New face behind two of Whitianga's biggest events

There’s a new face behind two of Whitianga’s most high-profile events that will be building on past success while looking to the future.

Nick Reader has been working in event management for 18 years and will now head up the teams of volunteers behind the Whitianga Half Marathon and the iconic Whitianga Scallop Festival. Having moved to Whitianga in December 2018 with wife, Debbie, and daughters, Sienna and Elise, Nick is excited about the challenges ahead. “We’re just loving it here in Whitianga,” he says. “As a family, we have settled in well and I feel very lucky to now be able to work with the community on what are already two highly successful events.

“Ultimately the reason we do these sorts of events is to bring people into Whitianga, so the customer experience must be the focus. For me, it will be about how we can improve that experience going forward to make these events even more attractive. When you have a successful model to work with - as in the case of both the Whitianga Half Marathon and the Scallop Festival - you are not looking to do anything radical. You tend to aim for around 10 or 20 per cent change just to keep things fresh and moving forward.”

Working alongside the community is also a very important part of how Nick operates. “While there are certainly benefits, these events do also have an impact on people locally. The community generally has been very supportive of these two events, but I want to continue to make sure that as many people as possible can experience the benefits and that any negative impacts are minimised.”

Through his company, Element Events, Nick also runs the Ruapehu Express and Ring of Fire - both popular multi-distance running events - and has worked on numerous community events when he was previously employed by Taupo District Council. He believes Whitianga and the wider Mercury Bay offers huge potential in terms of staging other unique events based on our natural surroundings and the things people here are passionate about.

“It’s important that events fit in with the identity of a place,” says Nick. “We can see with things like the Leadfood Festival and the K2 for example, how they have been driven by local people who are genuinely passionate and they can grow and evolve in quite an organic way. If you look at what else people love about living here, you immediately think of the sea and all that entails - sailing, fishing, diving, waka ama - there is a lot we can explore.”

However, for now, Nick’s focus is firmly on the two major local projects to be delivered this year. “This will be the third Whitianga Half Marathon,” he says. “The first year there were 1,000 entries, last year it was 1,100, so it has already been a fantastic success. One thing I’ll be looking at this year is working with the schools and other community groups to encourage more young people to participate. It might be that they do the half marathon over a number of stages at school and do their last five kilometres on the day of the event so they still get their medal. We want our young people to be fit and healthy, so if events like the Whitianga Half Marathon can support that, then that would be fantastic. It is important to me that the events I’m involved with have as much social benefit as possible for the communities that host them.”

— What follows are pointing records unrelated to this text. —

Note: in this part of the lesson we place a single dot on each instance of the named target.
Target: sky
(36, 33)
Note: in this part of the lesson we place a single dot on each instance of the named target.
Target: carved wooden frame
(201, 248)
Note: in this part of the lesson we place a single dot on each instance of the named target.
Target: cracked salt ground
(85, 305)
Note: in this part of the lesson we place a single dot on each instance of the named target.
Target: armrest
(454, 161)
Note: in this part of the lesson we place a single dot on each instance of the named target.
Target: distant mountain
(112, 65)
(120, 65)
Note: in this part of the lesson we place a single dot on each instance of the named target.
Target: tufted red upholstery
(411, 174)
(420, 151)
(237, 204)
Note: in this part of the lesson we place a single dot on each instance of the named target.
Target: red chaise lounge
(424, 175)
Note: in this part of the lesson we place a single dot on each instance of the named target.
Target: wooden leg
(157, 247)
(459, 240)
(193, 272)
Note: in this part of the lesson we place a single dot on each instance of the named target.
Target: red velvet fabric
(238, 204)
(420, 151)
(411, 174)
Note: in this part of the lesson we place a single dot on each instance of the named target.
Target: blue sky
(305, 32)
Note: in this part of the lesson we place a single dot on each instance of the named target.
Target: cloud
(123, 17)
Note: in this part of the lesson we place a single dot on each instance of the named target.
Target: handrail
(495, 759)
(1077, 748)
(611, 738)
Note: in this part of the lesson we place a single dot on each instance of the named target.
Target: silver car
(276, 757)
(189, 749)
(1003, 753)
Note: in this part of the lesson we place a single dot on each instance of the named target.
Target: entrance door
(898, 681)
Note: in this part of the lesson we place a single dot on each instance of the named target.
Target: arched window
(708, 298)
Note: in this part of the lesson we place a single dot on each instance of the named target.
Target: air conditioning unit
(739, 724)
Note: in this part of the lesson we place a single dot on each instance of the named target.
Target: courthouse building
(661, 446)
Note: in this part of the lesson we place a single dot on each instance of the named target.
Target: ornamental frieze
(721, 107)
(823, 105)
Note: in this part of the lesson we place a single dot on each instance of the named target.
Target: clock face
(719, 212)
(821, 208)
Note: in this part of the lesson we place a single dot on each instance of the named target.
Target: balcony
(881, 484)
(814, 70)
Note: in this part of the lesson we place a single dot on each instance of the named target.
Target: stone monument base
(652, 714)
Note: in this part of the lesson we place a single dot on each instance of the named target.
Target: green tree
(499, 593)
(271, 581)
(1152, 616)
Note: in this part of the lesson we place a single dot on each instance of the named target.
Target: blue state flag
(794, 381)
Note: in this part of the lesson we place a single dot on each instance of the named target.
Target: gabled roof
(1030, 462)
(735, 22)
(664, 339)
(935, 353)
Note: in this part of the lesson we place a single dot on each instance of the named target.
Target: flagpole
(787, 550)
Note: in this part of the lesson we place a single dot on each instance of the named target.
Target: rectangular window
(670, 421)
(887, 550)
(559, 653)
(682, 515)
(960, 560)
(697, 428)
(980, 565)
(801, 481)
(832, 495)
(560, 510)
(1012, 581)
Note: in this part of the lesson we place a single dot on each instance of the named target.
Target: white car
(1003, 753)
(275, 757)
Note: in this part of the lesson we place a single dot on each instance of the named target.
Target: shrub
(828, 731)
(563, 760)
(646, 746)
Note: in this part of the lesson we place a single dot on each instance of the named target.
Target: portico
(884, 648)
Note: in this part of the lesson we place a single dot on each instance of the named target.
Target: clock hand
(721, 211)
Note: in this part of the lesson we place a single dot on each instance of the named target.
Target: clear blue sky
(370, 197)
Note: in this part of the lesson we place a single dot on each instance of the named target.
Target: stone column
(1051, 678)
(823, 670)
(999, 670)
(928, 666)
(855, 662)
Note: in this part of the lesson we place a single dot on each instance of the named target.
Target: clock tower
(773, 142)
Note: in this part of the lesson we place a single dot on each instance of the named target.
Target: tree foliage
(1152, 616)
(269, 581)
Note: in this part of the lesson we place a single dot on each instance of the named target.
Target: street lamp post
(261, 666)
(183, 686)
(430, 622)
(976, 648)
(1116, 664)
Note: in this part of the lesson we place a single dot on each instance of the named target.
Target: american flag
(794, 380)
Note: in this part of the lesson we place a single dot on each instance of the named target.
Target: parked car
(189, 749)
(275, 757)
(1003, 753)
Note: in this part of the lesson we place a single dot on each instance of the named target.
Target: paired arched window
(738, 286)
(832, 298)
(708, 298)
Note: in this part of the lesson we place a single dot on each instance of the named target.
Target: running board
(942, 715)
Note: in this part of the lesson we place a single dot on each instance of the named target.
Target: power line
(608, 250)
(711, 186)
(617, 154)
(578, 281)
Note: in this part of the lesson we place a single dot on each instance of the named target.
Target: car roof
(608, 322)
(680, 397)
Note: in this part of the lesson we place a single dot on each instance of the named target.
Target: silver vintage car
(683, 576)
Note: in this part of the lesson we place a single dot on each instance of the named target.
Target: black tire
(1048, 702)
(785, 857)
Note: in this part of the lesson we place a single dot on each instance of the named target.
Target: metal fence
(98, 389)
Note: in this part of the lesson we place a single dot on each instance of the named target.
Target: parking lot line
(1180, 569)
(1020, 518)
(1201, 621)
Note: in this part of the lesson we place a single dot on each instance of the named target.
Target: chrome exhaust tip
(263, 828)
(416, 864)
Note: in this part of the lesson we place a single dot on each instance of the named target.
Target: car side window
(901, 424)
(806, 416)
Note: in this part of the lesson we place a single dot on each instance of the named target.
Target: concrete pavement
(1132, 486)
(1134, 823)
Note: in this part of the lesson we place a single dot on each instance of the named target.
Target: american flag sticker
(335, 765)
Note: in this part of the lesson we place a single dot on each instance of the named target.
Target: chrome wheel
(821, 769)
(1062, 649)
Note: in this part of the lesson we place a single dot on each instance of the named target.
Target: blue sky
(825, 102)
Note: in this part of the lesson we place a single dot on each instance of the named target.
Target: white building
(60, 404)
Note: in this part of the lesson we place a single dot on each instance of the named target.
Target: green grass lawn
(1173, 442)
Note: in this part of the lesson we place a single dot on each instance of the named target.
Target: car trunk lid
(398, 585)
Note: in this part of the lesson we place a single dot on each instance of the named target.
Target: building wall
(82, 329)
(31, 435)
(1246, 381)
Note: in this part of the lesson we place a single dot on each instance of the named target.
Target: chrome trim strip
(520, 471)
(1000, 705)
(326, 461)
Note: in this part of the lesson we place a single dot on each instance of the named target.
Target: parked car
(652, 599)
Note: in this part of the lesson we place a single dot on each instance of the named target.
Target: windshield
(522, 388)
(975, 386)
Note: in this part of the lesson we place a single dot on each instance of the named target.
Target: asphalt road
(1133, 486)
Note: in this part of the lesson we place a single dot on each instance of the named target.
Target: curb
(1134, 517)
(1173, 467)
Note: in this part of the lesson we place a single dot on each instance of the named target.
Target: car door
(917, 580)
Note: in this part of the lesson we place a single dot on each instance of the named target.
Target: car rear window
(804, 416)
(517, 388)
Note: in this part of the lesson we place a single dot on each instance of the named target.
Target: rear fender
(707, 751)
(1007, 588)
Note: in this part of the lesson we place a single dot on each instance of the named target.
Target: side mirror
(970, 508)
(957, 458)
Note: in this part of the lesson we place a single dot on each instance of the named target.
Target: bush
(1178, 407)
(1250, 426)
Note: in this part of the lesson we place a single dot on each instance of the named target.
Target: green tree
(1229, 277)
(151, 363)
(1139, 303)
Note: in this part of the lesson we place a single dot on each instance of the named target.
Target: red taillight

Environmental responsibility is also a priority for Nick as he works through the various planning stages. “Thames-Coromandel District Council have been facilitating workshops for event organisers looking at ways to reduce the environmental impact and that is something I’m definitely looking to explore further, I think there is a lot we can do on that front,” he says.

The Whitianga Half Marathon, sponsored by AON Insurance Brokers, takes place on Saturday, 23 May. A date has yet to be confirmed for this year’s Whitianga Scallop Festival.

Pictured: Nick Reader, the new event manager for the Whitianga Half Marathon and the Whitianga Scallop Festival.